I quattro agenti sono gli ultimi passeggeri che la Cygnam Martyr aspetta, quindi sarebbero partiti da lì a poco. Durante il volo avrebbero anche conosciuto alcuni dei partecipanti all’asta degli Haarlock.
Comunicano il segnale convenuto con Julia Strophes nel momento in cui l’equipaggio inizia le manovre per salpare: da lì in poi non avrebbero più potuto avere il supporto dell’intelligence per sbrigare la missione.

venerdì 12 aprile 2013

110 – IN VOLO SU GLORIANA

Settore Calixis – Solomon- Hive Gloriana day601.year816.Millenium41

«Inviti per l’asta, documenti falsi: abbiamo nomi buffi e lavoriamo per un certo Ezekiel Sunder, un Rogue Trader che bla bla bla…» Lixam controlla il baule dato loro in dotazione in vista della missione da compiere. «Respiratori, mantelline… Per le piogge acide, immagino: che posto schifoso che è Solomon!
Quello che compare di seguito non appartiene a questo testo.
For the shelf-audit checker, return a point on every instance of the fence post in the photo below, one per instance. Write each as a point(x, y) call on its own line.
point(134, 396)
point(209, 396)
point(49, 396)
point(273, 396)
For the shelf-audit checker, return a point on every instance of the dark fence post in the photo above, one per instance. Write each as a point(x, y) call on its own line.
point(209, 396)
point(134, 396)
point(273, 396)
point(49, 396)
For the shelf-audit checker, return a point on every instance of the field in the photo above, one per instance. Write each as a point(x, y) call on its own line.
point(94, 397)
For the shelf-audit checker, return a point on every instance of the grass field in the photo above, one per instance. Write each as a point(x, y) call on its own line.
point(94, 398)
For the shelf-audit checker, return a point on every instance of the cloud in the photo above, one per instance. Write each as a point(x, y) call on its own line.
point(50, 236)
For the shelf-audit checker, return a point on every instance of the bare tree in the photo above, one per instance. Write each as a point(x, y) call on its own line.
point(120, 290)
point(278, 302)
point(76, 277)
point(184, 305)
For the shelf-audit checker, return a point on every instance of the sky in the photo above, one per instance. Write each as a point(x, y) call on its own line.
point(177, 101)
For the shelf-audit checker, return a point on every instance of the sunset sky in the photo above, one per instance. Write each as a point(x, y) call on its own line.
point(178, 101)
Vestiti eleganti per fare bella figura sull’isola… Questo è tutto!»
«Ci sono i mille troni a testa: questo è tutto!», esclama Brunch: la somma anticipata ha dissolto, almeno temporaneamente, la rabbia per l’umiliante costrizione subita poco prima.
«Manca la scheda da un milione di troni… Li possiamo spendere solo all’asta», gli ricorda Vetok, «vedi di non perderla.»
Lixam sorride.
Mordecai pensa agli Haarlock. La pioggia acida sibila sui vetri sigillati del trasporto, e il sistema di aerazione filtra i gas velenosi con un rumore sordo e continuo.
Vetok ne coglie lo sguardo pensieroso e prende la parola per fare il punto della situazione: «Cerchiamo di capire in che razza di guaio ci stiamo infilando.» Richiama una frequenza dal display del communicator prima di continuare: «È precisa la mano che taglia il diamante…»
Alla richiesta di informazioni in codice risponde una voce squillante: «A vostro servizio, agente Ymrael. Abbiamo perso la comunicazione, ma ho effettuato delle ricerche. Aggiornatemi e confrontiamo le informazioni di cui siamo in possesso. Viaggerete tutta la notte, possiamo iniziare da subito.»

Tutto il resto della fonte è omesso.